Вместе с солнцем поднялась пугачевская армия, готовясь к бою. Пугачев бешено носился на высоком и поджаром скакуне перед полками и сотнями. Он не призывал к победе, не кричал. Не ругал, не хвалил никого. Зорким, проникающим в душу взглядом черных сверкающих глаз вглядывался в лица атаманов, полковников, сотников, казаков, крестьян и работных людей.

Чумаков явно затягивал с расстановкой пушек, да и место выбрал для артиллерии не лучшее. Пугачев покачал головой, глянул в мутные, невыспавшиеся глаза начальника артиллерии. Чумаков не выдержал прямого взгляда, опустил голову.

— Эх, Чумаков, Чумаков... — с укоризной проговорил Емельян Иванович.

Михельсон не мешкал. Его солдаты первыми двинулись на позиции пугачевцев.

Оранжевая пыль поднималась над степью, клубилась в солнечных лучах. Все поле усеяли правительственные войска. Сквозь золотые хлеба ряд за рядом плыли, будто в сказке, нарядные гусары: в расшитых шнурами доломанах, высоких касках, на подобранных в масть упитанных конях.

Бухнули пушки. Блеснули на солнце вырванные из ножен сабли. И завязался смертельный бой.

В центре армии напор михельсоновцев сдерживали отряды Овчинникова и Гаяна. Пугачев направил конных казаков в лоб гусарам. Сшиблись противники. Небо заволокло пылью. Золотистый морок над полем битвы прочерчивали черные ядра. Они падали, катились, рвали людей и коней.

Гаян дрался впереди своего отряда. Ни шагу назад. Рядом с ним дружно бился саратовский бородатый русский мужик с четырьмя сыновьями-молодцами. Явились они в Саратове к самому государю, упали в ноги:

— Прими, надежа-государь, в свое войско. Постоим за тебя, за правду!

Емельян Иванович обнял старика, расцеловал, прослезился; велел обуть, одеть мужиков, выдать оружие. Определил под начало Гаяна. Дивился полковник неброскому, молчаливому мужеству саратовских мужиков, стойкости в бою невиданной.

Волнами накатывались на старика с сыновьями солдатские ряды и разбивались, будто об утес.

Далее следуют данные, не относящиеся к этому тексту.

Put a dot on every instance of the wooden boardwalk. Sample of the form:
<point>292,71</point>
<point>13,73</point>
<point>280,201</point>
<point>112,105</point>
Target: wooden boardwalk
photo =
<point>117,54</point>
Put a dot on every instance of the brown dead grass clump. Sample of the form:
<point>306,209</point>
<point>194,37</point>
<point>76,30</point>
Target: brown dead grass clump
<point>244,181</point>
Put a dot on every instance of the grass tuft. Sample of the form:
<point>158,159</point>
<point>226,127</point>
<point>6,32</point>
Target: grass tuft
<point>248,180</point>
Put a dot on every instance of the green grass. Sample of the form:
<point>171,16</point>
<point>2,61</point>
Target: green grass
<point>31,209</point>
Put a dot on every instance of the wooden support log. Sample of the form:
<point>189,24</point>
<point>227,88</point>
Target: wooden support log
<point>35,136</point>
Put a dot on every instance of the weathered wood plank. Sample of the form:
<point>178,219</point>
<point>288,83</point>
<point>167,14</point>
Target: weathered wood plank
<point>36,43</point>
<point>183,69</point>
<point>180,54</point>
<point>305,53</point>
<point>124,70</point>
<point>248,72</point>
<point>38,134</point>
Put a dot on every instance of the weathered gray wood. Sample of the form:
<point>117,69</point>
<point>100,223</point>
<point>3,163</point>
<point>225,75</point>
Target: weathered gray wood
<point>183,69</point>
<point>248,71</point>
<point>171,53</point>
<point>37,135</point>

Первым упал, поддетый сразу тремя штыками, младший сын саратовского землепашца. Ядром свалило второго. Шагнув вперед, оградив от солдатских штыков тела убитых, стеной сомкнулись трое. Посредине — отец, по бокам — сыновья его. Видимо, понял офицер наступающих, сколь важен для пугачевцев пример мужества и стойкости трех богатырей: направил против них дюжину своих солдат.

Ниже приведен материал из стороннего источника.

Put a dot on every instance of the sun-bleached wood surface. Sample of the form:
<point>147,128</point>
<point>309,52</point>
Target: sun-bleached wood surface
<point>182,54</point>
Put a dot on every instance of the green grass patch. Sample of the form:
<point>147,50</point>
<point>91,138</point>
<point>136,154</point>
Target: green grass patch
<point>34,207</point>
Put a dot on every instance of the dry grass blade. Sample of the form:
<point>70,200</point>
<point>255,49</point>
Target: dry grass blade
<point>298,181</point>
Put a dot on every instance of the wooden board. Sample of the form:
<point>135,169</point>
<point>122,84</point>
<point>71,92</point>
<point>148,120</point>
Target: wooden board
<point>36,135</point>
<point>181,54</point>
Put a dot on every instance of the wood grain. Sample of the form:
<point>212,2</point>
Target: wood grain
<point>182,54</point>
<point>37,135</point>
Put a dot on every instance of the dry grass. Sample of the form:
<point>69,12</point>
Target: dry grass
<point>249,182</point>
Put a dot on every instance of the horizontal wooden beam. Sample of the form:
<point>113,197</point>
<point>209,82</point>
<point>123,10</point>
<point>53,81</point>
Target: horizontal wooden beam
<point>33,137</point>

Гаян, узрев опасность, бросился на выручку саратовцев. Противник напирает и напирает. Тут еще пушки Чумакова умолкли, словно подавились собственными ядрами.

Упал на колени старший сын старика. Обливаясь кровью, отражает удары справа и слева, защищая отца. Офицер почти в упор стреляет в грудь богатыря. Ткнулся он в изрытую, кровью обагренную землю головой. Отец, мстя за сына, достал офицера пикой. Треснула пика, как соломинка; взметнулся и плюхнулся безжизненно офицер. И старик получил рану в голову. Кровь залила глаза. Стирая рукавом рубахи алые струйки, он ожесточенно отбивался от наседавших врагов. Последний сын его грудью своей принимал штыковые удары солдат. Большой, могучий, он надвигался на врагов, словно гора; пронзенный, падал и поднимался, загребая под себя гренадеров.

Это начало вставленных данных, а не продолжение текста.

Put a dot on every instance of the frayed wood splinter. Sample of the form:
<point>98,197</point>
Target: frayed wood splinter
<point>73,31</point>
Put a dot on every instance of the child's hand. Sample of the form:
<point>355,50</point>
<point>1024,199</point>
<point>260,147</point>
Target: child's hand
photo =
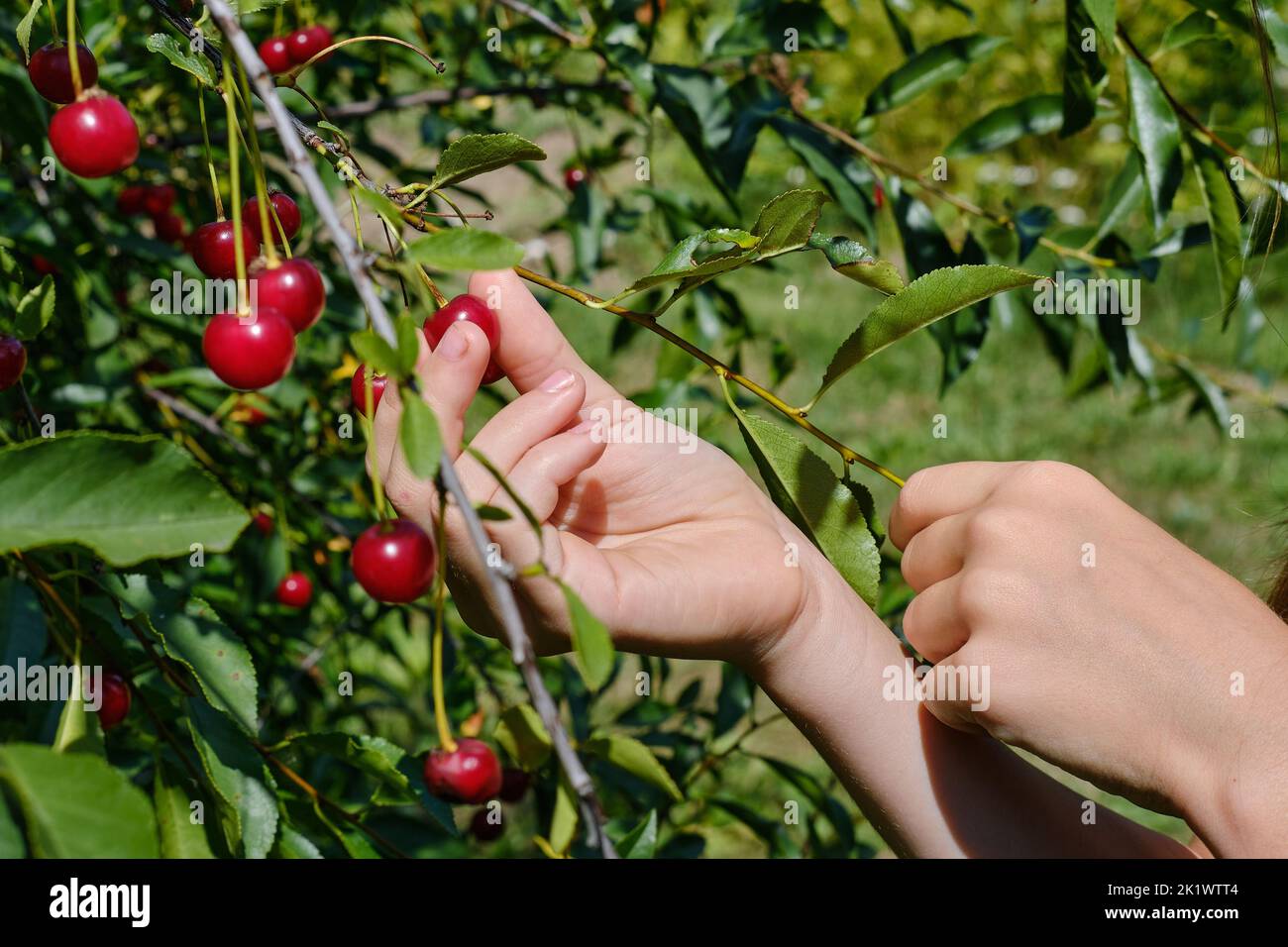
<point>1113,650</point>
<point>677,551</point>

Отец остался один. Сыновья лежали у его ног бездыханные. Страшен был старик в ярости своей беспредельной. Поднял с земли дубину и топор, привычное и доброе оружие крестьянина, пошел на штыки. Ударил влево топором, вправо дубиной и... повалился медленно, спокойно, будто дуб. Упал грудью, раскинул руки, обнял землю. Солдаты не посмели топтать старика ногами, обошли, как обходят волны утес на быстрине.

Дрогнули ряды пугачевцев, попятились. Еще мгновение, и побежали бы. Но из пыльной мглы на скакуне вымахнул сам Пугачев.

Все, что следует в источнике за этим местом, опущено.